認知症の権威である麻布大学の齋藤弥代子先生監修のセルフチェックツールがベネッセのサイトで利用できます。
犬の認知症100点法による評価
100点法は、動物エムイーリサーチセンターの内野富弥先生によって作成された犬の認知症診断基準です。この方法では10個の項目について5段階で評価し、合計点数で認知機能の状態を判定します。
評価項目と判定基準
主要チェック項目
- 食欲・下痢の有無
- 生活リズムの変化
- 後退行動(方向転換能力)
- 歩行状態の変化
- 排泄状態の変化
- 感覚器異常の有無
- 姿勢の変化
- 鳴き声の変化
判定基準
- 30点以下:正常な老犬
- 31~49点:認知障害予備犬
- 50点以上:認知障害犬
100点法の特徴は、認知症の進行段階を数値化して客観的に評価できることです。また、この判定基準を見ることで、認知障害がどのように進行していくかのおおよその流れを理解できます。

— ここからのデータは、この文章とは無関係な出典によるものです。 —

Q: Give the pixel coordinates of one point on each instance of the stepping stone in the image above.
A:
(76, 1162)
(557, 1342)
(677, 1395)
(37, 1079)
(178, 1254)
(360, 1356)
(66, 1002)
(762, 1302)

定期的に100点法でチェックすることで、愛犬の認知機能の変化を数値で追跡でき、適切なタイミングで獣医師に相談する判断材料になります。
犬の認知症発症しやすい犬種と年齢
犬の認知症は特定の犬種で発症しやすい傾向があり、年齢とともにリスクが高まることが研究で明らかになっています。
高リスク犬種
日本犬系
- 柴犬:最も発症リスクが高いとされる
- 秋田犬:大型の日本犬でも注意が必要
小型犬
大型犬
- ゴールデンレトリーバー:温厚な性格が症状を見逃しやすい
- ラブラドールレトリーバー:活動性の変化に注意
年齢別発症リスク
- 7~8歳以上:発症リスクが高まり始める
- 12歳以上:症状が顕著に表れる傾向
- 13歳:70%以上が何らかの症状を示す
- 14歳以上:40%の有病率
興味深いことに、日本犬での発症率の高さは遺伝的要因だけでなく、飼育環境や生活習慣も関係している可能性が指摘されています。室内飼いが一般的になった現代では、刺激の少ない環境が認知機能低下を促進する可能性もあります。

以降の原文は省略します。